Performant Python with Intel MKL15 October 2014
ARCCA have recently been helping a research group at Cardiff University to benchmark their code. The code was based on Python and had many options to perform FFT analysis. One particular option was to use the Intel MKL directly within the Python code. This was particularly useful since the MKL would have had optimisations for the newest processor types and therefore the benchmark should be a fairer reflection what speed improvements could be achieved.
What is the MKL?
The MKL (or Math Kernel Library) is provided by Intel (see: MKL website) and provides an optimised version of code to common tasks such as operations on matrices as found in LAPACK and solutions to FFT analysis similar to libraries such as FFTW.

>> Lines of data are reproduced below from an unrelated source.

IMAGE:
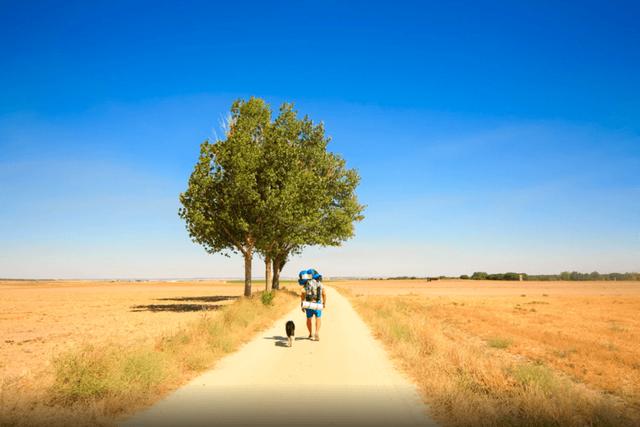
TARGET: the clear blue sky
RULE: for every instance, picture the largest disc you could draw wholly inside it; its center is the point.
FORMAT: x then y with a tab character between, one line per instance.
493	136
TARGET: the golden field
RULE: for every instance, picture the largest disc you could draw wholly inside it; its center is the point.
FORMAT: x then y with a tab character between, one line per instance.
512	353
88	353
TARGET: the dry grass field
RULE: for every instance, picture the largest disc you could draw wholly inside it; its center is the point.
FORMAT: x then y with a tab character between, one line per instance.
88	352
513	353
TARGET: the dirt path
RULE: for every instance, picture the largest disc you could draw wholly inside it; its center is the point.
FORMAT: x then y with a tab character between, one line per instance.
344	379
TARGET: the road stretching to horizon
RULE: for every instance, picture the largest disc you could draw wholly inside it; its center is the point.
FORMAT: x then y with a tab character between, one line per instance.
346	378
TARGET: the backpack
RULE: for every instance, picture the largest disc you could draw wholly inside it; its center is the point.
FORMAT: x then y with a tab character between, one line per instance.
313	291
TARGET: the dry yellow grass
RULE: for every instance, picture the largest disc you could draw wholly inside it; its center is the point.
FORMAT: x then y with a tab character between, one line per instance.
98	382
514	359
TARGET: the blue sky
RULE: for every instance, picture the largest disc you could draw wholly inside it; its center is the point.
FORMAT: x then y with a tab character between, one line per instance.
489	135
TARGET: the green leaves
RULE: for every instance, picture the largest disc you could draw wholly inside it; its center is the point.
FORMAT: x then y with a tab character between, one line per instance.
270	186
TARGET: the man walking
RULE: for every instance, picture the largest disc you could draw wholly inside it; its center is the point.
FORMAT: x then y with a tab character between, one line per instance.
313	291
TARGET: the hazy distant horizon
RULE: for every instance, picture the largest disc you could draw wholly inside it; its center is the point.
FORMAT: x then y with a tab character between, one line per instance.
492	137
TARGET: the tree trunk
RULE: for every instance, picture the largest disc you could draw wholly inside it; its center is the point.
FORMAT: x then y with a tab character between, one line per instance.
278	265
267	273
248	257
275	283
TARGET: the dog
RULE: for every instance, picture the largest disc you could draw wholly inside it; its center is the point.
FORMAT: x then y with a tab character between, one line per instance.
291	332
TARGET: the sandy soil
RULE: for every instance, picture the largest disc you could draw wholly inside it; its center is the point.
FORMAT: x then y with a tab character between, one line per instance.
344	379
38	320
486	287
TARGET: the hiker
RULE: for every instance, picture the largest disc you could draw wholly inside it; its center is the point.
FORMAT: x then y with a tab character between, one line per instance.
313	292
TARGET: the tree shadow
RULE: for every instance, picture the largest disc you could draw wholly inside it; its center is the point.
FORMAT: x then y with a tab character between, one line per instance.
176	308
210	298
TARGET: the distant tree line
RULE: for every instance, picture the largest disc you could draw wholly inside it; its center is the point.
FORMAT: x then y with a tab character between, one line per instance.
565	275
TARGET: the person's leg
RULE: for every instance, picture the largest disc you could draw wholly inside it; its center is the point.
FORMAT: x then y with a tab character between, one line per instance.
309	323
318	324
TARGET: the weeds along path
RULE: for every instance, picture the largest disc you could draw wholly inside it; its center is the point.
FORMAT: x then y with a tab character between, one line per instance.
344	379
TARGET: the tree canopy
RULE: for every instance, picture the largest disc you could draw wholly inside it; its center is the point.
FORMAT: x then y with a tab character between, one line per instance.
270	187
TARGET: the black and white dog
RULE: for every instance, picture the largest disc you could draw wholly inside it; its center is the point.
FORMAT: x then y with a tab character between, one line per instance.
291	332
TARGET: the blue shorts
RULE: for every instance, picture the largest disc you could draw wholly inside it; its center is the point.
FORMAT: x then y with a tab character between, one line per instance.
311	313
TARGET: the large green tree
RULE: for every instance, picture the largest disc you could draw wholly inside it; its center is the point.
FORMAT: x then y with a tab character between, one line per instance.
222	204
314	200
269	187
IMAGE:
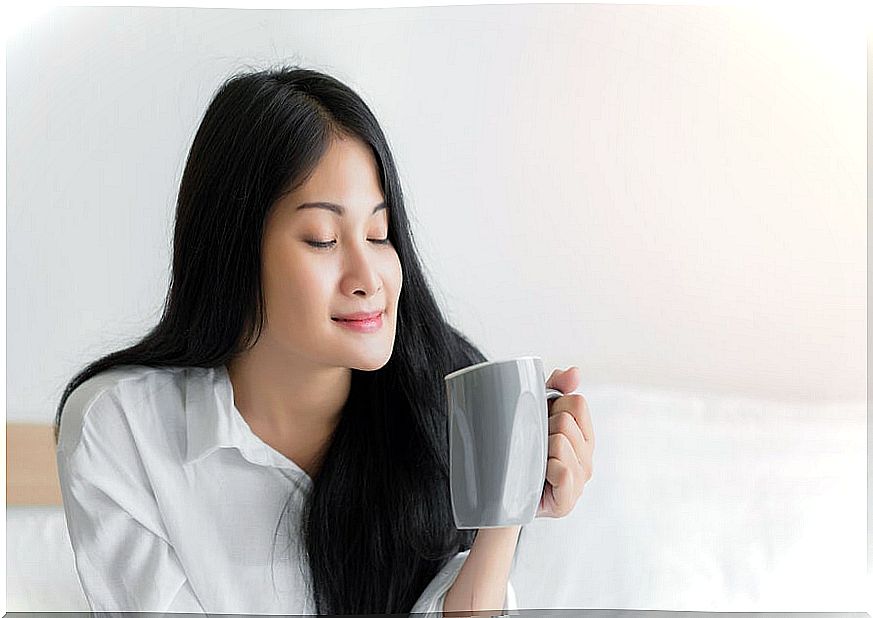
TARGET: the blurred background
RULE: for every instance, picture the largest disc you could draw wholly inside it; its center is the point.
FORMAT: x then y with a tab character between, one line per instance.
671	198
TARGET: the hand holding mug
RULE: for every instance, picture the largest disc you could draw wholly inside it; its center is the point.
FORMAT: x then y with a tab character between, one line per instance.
571	446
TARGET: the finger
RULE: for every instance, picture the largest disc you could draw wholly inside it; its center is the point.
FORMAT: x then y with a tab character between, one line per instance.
577	406
565	424
560	476
564	381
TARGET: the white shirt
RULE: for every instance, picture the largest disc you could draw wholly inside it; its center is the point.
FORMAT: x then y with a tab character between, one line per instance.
172	501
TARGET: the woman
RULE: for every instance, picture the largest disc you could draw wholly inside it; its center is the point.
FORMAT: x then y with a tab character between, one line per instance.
262	405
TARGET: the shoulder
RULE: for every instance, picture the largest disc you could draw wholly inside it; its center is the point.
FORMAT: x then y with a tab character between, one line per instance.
106	405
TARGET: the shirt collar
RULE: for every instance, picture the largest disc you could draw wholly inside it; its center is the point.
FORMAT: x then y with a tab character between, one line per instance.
214	422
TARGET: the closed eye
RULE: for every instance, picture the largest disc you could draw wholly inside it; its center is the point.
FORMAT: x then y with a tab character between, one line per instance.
329	243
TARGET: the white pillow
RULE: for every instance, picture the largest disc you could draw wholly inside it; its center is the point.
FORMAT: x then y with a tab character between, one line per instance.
708	503
40	568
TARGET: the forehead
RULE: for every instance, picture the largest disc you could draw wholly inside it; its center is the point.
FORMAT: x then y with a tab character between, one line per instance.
346	174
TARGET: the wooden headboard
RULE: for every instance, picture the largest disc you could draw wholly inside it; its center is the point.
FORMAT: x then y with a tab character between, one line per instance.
31	467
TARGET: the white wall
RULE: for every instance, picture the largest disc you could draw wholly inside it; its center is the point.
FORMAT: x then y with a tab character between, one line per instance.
661	195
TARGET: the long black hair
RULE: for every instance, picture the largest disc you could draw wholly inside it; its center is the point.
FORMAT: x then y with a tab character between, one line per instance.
377	526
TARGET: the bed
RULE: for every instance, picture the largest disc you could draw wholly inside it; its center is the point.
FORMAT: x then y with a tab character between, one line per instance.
698	502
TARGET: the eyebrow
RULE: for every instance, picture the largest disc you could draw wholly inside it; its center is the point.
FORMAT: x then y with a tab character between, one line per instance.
337	208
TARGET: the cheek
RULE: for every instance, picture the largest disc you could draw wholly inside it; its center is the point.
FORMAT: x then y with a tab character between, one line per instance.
296	287
396	275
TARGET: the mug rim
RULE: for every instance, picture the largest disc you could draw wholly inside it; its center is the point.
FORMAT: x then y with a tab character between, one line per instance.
503	361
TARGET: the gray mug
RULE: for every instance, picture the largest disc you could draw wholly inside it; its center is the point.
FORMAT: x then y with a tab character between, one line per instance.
498	441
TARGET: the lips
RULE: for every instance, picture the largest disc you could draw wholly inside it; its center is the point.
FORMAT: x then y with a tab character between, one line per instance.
359	316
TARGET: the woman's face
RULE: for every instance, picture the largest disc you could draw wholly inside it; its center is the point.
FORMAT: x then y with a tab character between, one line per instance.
306	286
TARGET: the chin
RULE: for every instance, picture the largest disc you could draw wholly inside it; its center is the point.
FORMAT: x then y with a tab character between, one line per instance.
371	362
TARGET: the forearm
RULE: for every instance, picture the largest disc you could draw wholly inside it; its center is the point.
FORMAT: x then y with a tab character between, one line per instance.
481	582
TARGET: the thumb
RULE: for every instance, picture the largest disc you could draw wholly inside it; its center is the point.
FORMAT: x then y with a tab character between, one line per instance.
565	381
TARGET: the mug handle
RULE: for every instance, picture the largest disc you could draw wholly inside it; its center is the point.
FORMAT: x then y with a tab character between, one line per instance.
553	393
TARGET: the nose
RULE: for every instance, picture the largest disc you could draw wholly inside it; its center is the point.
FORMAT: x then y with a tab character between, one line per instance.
361	271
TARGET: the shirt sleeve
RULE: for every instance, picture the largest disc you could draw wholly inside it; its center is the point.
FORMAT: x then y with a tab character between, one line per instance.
432	600
123	557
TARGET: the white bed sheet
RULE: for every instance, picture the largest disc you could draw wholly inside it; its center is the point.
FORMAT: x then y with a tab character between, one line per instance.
698	502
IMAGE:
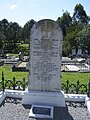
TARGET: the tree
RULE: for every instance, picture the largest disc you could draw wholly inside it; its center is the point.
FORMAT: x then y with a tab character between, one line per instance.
26	30
80	14
64	21
83	38
2	39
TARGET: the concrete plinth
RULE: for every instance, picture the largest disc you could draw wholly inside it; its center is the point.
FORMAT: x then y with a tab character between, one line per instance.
44	98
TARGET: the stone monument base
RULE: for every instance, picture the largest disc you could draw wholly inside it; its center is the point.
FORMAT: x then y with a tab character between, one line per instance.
44	98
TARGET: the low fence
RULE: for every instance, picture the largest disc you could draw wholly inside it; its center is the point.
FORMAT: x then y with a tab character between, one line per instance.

The MKL has been through a number of versions – latest at time of writing being version 11.2 (note the different numbering scheme compared to Intel Compilers). The different versions can make a big difference so it is always worth reading the MKL release notes to make sure the version you are using is most appropriate to your platform and MKL function you are using. For example AVX2 optimisations were introduced recently to FFT section of the MKL which makes a big difference on newer hardware.
Calling MKL from Python
Python is a very flexible language and due to its tight integration with C, Python can call C libraries with relative ease. For example see where it is a matter of just:
from ctypes import * # Load the MKL library mkl = cdll.LoadLibrary("./libmkl_rt.so") # Point to the function we want to use cblas_dgemm = mkl.cblas_dgemm # Create all the variables # <insert setting up data here> ... # Call the function cblas_dgemm( c_int(Order), c_int(TransA), c_int(TransB), c_int(m), c_int(n), c_int(k), c_double(alpha), byref(a), c_int(lda), byref(b), c_int(ldb), c_double(beta), byref(c), c_int(ldc))
Alternative other routes
Alternatively there are now instructions from Intel to use the MKL directly in the popular Scipy/Numpy Python packages. See Intel article at Numpy with MKL. This could really help get the most from your processor.
Whats the catch…
As with any vendor provided solution you only get the most out of it with Intel processors but it can improve things on non-Intel platforms as well. Also as with any numerical library you may find the results from using these libraries differ from your existing solution and since the source code is unavailable you may feel uncomfortable performing science where results are based on a vendor supplied library.
Taking all this into account its well worth investigating whether the use of MKL would allow you to have fast Python code without the pain of writing it yourself.